遠くから見ると巨大なマッシュルームを連想させる形状的には愛らしいもので、いつも青々と緑を茂らせている。入口近くは涌き水が沸き、長旅をしてきた者達が喉を潤す広場がある。
だが、一歩奥地へ侵入すればサイズに見合うとは思えない種族がごろごろと転がっている危険な土地であることは言うまでもない。
俺はサンクキングダムの守護天使…神に仕え、街の治安を護るのが任務だ。
王国より賞金首指定された者を刈り、近隣の森の魔物を退治するのが最たる任。だから俺はいつも森へと踏み込む。
森には魔物から逃げ出した旅人が落とした品が落ちている上、キノコや草や木の実がある。単調な街の探索に飽いた者が、それを求め日々道なき道を進む。

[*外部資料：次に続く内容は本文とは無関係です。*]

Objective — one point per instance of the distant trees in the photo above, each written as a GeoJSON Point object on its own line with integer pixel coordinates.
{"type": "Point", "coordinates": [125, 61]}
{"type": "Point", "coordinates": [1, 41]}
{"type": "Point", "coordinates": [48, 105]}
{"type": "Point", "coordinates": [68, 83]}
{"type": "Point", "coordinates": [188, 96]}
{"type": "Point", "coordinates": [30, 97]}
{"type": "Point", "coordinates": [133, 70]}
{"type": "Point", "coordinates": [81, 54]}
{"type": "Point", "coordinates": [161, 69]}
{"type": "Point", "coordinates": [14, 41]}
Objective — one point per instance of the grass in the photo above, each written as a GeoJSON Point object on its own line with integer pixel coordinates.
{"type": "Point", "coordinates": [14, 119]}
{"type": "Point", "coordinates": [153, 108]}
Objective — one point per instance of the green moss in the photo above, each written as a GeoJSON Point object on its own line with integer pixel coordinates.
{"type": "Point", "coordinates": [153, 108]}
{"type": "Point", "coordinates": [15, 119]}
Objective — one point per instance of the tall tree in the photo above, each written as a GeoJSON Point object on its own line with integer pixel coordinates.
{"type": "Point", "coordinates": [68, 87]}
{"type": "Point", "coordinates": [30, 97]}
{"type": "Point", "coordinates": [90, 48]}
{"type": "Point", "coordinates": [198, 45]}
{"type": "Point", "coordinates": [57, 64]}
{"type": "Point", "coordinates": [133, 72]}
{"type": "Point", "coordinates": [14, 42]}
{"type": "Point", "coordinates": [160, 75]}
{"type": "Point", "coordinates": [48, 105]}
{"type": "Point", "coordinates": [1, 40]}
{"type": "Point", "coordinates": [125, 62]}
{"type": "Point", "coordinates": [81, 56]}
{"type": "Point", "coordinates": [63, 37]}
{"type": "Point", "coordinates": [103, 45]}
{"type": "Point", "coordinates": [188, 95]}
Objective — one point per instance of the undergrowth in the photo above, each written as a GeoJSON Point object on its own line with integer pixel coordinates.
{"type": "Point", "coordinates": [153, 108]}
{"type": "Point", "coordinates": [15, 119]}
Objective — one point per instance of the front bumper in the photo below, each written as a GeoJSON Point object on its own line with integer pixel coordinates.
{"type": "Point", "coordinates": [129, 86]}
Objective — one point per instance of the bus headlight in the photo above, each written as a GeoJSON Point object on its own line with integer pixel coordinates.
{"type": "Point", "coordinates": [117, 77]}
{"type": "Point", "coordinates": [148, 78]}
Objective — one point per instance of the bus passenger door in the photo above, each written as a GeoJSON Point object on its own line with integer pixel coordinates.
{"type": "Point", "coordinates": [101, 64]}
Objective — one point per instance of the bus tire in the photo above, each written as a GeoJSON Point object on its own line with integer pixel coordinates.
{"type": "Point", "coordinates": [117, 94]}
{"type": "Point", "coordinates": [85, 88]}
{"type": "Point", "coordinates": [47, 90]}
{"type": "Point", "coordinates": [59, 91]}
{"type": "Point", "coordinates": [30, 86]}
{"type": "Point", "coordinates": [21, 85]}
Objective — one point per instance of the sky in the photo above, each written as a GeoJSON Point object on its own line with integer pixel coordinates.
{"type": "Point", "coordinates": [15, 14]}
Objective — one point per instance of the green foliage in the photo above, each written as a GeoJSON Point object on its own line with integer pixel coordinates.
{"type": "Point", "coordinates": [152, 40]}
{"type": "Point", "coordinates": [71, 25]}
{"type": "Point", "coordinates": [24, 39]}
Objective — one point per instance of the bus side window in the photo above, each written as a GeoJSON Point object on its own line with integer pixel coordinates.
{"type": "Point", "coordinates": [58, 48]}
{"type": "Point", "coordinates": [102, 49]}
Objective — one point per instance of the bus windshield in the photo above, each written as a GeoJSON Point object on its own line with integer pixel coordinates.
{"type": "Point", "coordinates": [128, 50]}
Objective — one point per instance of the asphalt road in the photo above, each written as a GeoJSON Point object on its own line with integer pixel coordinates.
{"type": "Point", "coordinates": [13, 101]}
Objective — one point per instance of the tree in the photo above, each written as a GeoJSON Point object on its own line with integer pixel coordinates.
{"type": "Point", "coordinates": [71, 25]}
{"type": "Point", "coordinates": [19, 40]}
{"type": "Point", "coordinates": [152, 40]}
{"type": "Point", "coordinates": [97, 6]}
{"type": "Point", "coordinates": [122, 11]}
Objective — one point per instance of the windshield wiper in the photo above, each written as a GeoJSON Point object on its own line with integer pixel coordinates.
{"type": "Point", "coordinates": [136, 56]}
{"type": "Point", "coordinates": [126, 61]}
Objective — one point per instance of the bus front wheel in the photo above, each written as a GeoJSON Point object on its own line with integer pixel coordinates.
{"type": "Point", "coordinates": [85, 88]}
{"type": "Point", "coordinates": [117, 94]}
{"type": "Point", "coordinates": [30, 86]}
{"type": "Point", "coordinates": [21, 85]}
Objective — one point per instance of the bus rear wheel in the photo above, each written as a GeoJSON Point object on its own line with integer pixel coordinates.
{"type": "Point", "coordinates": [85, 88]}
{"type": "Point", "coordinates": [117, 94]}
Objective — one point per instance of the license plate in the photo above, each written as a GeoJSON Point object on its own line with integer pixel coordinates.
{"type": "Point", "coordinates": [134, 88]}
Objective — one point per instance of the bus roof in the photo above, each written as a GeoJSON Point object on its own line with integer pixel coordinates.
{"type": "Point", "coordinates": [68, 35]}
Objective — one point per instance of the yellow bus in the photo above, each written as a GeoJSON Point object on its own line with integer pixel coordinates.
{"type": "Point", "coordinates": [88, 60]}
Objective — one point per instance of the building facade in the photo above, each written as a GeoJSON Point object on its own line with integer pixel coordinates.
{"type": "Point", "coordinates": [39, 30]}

確かに、偶に病院送りになろうと、ドラゴンを素手で倒したりナイフ一本でグリフォンをさばくのはなかなか爽快だ。戦闘を有利に運ぶ危険な草が生えているのも有り難い。だが、自分の体力には気をつけたいものだ。
さて、先日黒天使に昇格した際、プラサイチニ神殿におわす巫女姫に呼び出しを受けた。
「ヒイロ、東の旅の扉を通ってラクロアの遺跡と谷を調査してきて欲しいの」
初期クラスの者では危険過ぎて近づけられない場所らしい。
勅命を受けた俺はすぐさま古代の遺跡に旅立った。
………確かに敵は手強い。しかし「ファラオ」とは何者だろうか?さすがは古代、正体不明だ。
気味の悪い悪霊をざくざく剣で薙ぎ払いつつ進めば、森よりも高額な物がごろごろ落ちていた。マニアくさいものもあったから、街の衆が喜ぶだろうと持ち帰る。
谷も似たようなものだった。まあ敵の正体が割れている分遺跡よりマシだろう。
さすが見通しがいいだけあって囲まれることも多いが、こちらも伊達に黒天使の職についているわけではない。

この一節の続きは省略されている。